When the time comes for business owners to think about selling their business it is usually one or, if not the, most valuable assets they possess. And so it’s important that they get something truly valuable in return. Typically, that’s money. But most transactions have lots of other valuable features – so in company sales it’s not just about the money.
When a company owner hires an M&A adviser like PEM Corporate Finance to work with him or her on the sale of his/her business we are typically charged with helping to maximize value. But not all business sellers appreciate fully that “value” can mean much more than money. “Value” can of course be extracted in many forms other than cash, such as:
- Loan Notes
- Earn-out agreements
- Releases of liabilities, such as guarantees.
- Waiver of contingent liabilities
- Ongoing benefits, such as insurance coverage or use of a vehicle or premises
- Consultancy agreement for the Vendor
- Employment agreements for employees
- Agreement to lease certain real estate or other assets
In the sale preparation process, we work with Vendors to determine what they would enjoy or find value in. Of course there’s no telling what a strategic buyer might be prepared to pay until we can get them into a competitive process, but its useful to prioritize before going into an auction.
- Cash at closing
- Long-term “market” lease of property that the Vendor owns personally or in his/her pension fund
- Firm obligations to pay cash post-closing – i.e. deferred consideration rather than earn out.
- Employment agreements for top 3 executives
- Earn-out agreements
- Release of contingent liabilities
This priorities list can then inform the negotiation, and it’s a useful expectations setting exercise ahead of the sale process.
So “maximising value” relates to anything that is of value to the seller.

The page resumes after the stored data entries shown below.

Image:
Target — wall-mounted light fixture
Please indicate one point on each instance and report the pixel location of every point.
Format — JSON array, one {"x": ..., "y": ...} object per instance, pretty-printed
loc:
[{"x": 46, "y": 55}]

It will probably should be much more than cash because the buyers have a limited amount of cash they can provide at closing, and yet they usually have other “things of value” they can deliver if the negotiation is skilfully handled. This is one reason why its better to have skilled experienced M&A/corporate fiannce advisors on your side rather than working with a brokerage which simply puts buyers and seller together and then leaves them to it.